ESPN is a perfect example on how sports media has embraced the unique content provided by the sports betting industry. This isn’t just about reporting game recaps or playing back highlights. This public demands to be provided with nuances that were previously kept in the cellar. How does travel affect a team’s chance against another team relative the point spread? Who’s the odds-on favorite to win this league or that league? How does an injury to this player affect his team’s spread? Who are the dark horses and sleepers of this or that league?
All these questions have answers and these answers are rooted in understanding the sports betting industry. Fox Sports 1 devotes a significant part of its airtime to aspects of betting. Likewise, ESPN launched a dedicated page, ESPN Chalk, on its website to talk exclusively about sports betting. It’s also hired journalists ingrained in the Las Vegas sports betting scene, including David Purdum, formerly of Sportingnews’ Linemakers. It even has guys like Sal Iacono, more famously known as “Cousin Sal”, making NFL picks on SportsCenter. Bill Simmons, one of the company’s most popular faces, has talked more about gambling than most of his contemporaries and dedicates a significant chunk of his columns and podcasts talking about which NBA team burned his three-team teaser or which sleeper team can make a deep run to the SuperBowl.
It’s also important to look at how states like Delaware and New Jersey have embraced sports betting. One has already legalized it, albeit on a parlay basis similar to what Canada does these days. The other is in the middle of a long legal battle to legalize it. Should New Jersey win its fight, other states are expected to follow its lead.
Sports betting is out of the shadows and more and more people are realizing just how popular it is. Even if most states still deem it illegal, you can look at the rising popularity of daily fantasy leagues like FanDuel and DraftKings as a clear case that people love to bet on their teams, even ‘fantasy’ teams. Technically speaking, these are sports betting sites but since fantasy sports was deemed legal under the “Unlawful Internet Gambling Enforcement Act” of 2006 (UIGEA), people don’t fear getting themselves in trouble. Hedge funds have seen the massive investment potential of the industry and have put down millions to fund these two sites.
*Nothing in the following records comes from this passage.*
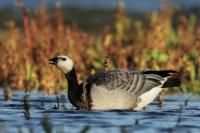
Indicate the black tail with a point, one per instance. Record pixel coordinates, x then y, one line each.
162 73
172 82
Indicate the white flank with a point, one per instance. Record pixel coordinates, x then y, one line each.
149 96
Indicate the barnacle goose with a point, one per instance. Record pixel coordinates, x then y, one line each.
114 89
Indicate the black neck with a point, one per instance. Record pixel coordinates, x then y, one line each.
74 92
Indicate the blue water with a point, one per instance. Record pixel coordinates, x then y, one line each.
131 5
178 115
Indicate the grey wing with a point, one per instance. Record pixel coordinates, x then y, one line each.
133 82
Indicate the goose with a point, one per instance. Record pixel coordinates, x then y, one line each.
116 89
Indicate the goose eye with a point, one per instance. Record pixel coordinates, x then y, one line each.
64 59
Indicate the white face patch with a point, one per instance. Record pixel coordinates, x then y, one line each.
65 65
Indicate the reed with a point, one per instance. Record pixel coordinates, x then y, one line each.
131 43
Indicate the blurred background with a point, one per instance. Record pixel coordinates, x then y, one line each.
133 34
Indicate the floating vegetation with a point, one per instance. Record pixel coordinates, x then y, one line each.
26 107
7 94
46 124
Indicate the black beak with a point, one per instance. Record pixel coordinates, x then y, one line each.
53 61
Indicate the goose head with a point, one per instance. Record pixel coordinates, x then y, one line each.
62 62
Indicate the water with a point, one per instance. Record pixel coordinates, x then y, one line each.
177 115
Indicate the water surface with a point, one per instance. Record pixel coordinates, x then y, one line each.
177 115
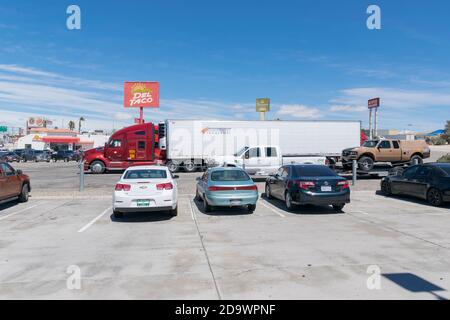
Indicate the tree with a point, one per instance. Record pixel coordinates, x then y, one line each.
79 123
71 125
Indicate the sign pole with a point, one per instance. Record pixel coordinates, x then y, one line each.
376 122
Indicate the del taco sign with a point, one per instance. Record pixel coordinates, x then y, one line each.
141 94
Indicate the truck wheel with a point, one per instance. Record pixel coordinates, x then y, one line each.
416 158
23 197
172 166
98 167
189 166
365 163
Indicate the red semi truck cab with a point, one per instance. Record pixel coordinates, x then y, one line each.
130 146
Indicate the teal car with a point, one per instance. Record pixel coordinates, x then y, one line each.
226 187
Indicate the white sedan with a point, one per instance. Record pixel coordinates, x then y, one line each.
146 188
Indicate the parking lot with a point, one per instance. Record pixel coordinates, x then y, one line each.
313 253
The fact that the industry is being talked about in more open terms these days has increased its acceptability in society. Dave Tuley, who covers sports betting for ESPN.com, had the perfect comment when he told Gambling 911 that “the stigma of the degenerate sports bettor is diminishing, similar to what we saw with poker a decade ago.”
Poker is widely accepted these days and some of the world’s best poker players have become celebrities themselves. If this trend continues, it won’t be long before sports betting is discussed in equal openness and acceptance.